Assuming that there are substantiated reasons for a Quarantine Order and that it has been subject to prior scrutiny by our legislators, such an exceptional measure should be clearly time-barred for, say three months, with the proviso that a renewal can be applied for under the same solid vetting mechanisms and variations that legislators are apt to decide upon.

Sections 5 treats the designation of quarantine facilities, but Section 6.1 seems rather ambiguously worded: “The Quarantine Authority may designate a medical practitioner to be a Quarantine Officer”, not making certain that only Medical Practitioners are so designated. Sections 7 and 8 then go in some detail about the operation of quarantine facilities (QFs) and the confinement and exit of infected persons to such premises or, on request, to private health institutions or self-isolation.

Confinement to a quarantine facility is and has been demonstrably an extremely stressful period for any citizen and the extent of leeway granted to a Quarantine Officer (QO) seems odd to us laymen: “a person […] who may have have been in contact with a person who […] may have a communicable disease”. No reference is made to any scientific or medical tests required to substantiate those presumptions.

Section 9 deals with the duty for inmates to provide the QO with relevant information, failure to do so being an offence.
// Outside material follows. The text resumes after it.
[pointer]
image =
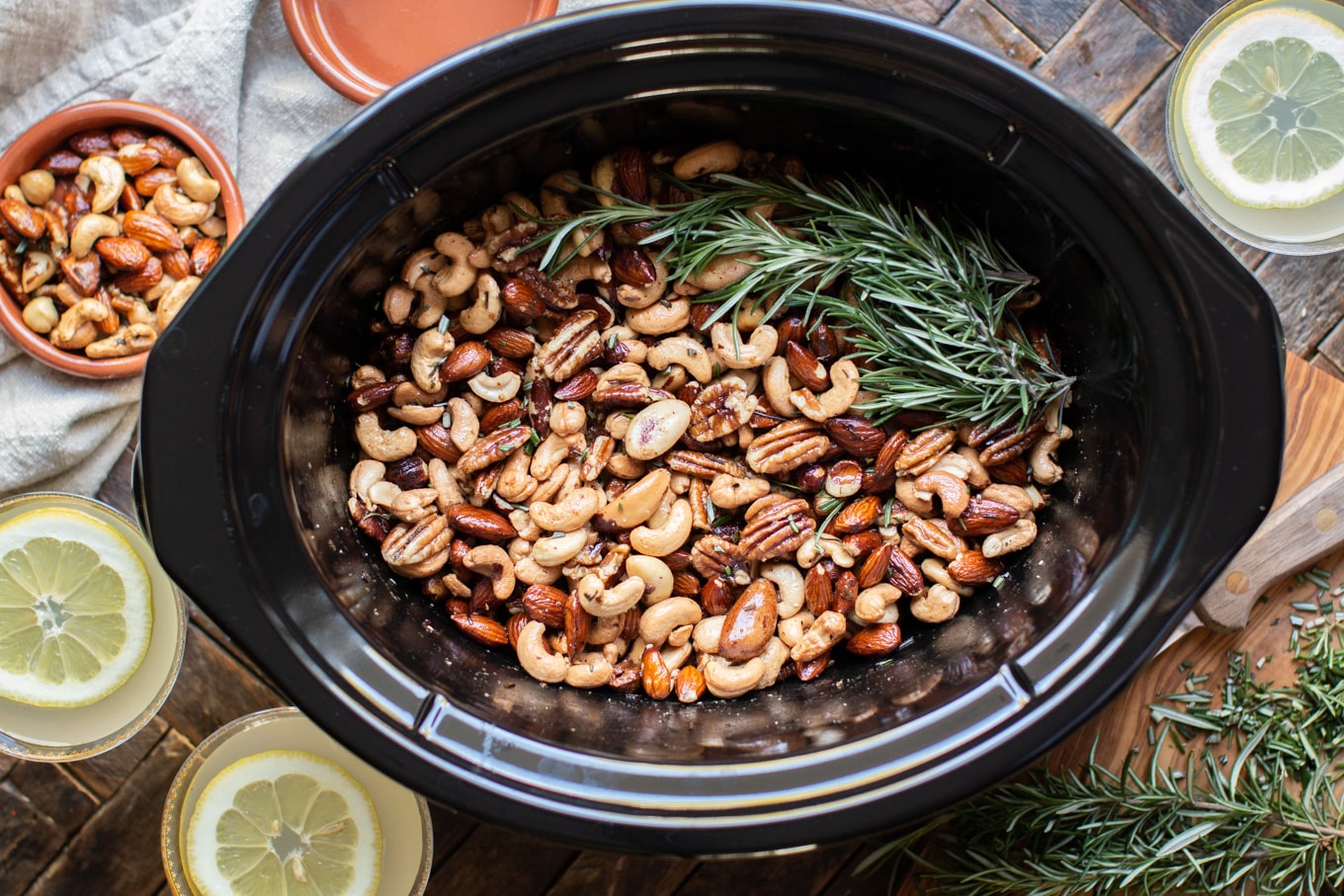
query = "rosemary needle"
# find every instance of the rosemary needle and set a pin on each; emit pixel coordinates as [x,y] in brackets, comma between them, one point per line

This leaves out the duties of the QO to provide inmates with any assistance or relevant timely medical information about his/her condition, about his daily necessities including food, specialized health supplies, adequate fresh air or exercises, his protection from infected inmates or even about his/her rights as a citizen under curfew locked inside a government administered QF.

Section 10 attempts to deal with duties of any member of the population at large to inform QOs “forthwith” when he “suspects” that he “may” have been in contact with a person who “may” have a communicable disease, failure to doing so being again an offence.

Section 11 will require more intense scrutiny for although para (a) says that the Police Officer “shall provide such assistance as may be reasonably required by a Quarantine Officer under this Act”, as laymen we are not confident that para (b, i, ii & iii) offer any checks and balances to their authority, in particular, the power to “enter premises without a warrant” or worse, “arrest, without a warrant, a person whom he has reasonable cause to believe” has committed an offence under this Act.

Section 12 details and expands the variety of offences mentioned previously at Sections 9-11, and adds “otherwise contravenes this Act or any regulations, Order or Notice under this Act” to make good measure. Lawyers will recognize whether the severity of the penalties (up to Rs 500,000 and 5 years imprisonment) means harassing retention in police custody and stressful or delayed application for what could be a hefty bail. Recent allegations of ordinary people being reportedly abused under police or prison vigilance, and the absence of any reference to Court, legal assistance and judiciary oversight of confinement orders and conditions, have intensified controversies.

The special circumstances surrounding the Covid-19 pandemic and the constraining measures that have been required in most countries to tackle its spread are ample reasons to review our existing Quarantine legislation and confer greater effectiveness to authorities. However the right balance must be struck between the exigencies of temporary emergencies in the face of international sanitary onslaughts and the severe curtailment of civil society’s rights and freedoms through discretionary and arbitrary powers granted to Authorities to handle any epidemic or likely future epidemic.

We trust our legislators and legal or constitutional minds will bring their collective wisdom to bear on such critical issues embodied in the proposed Quarantine Bill.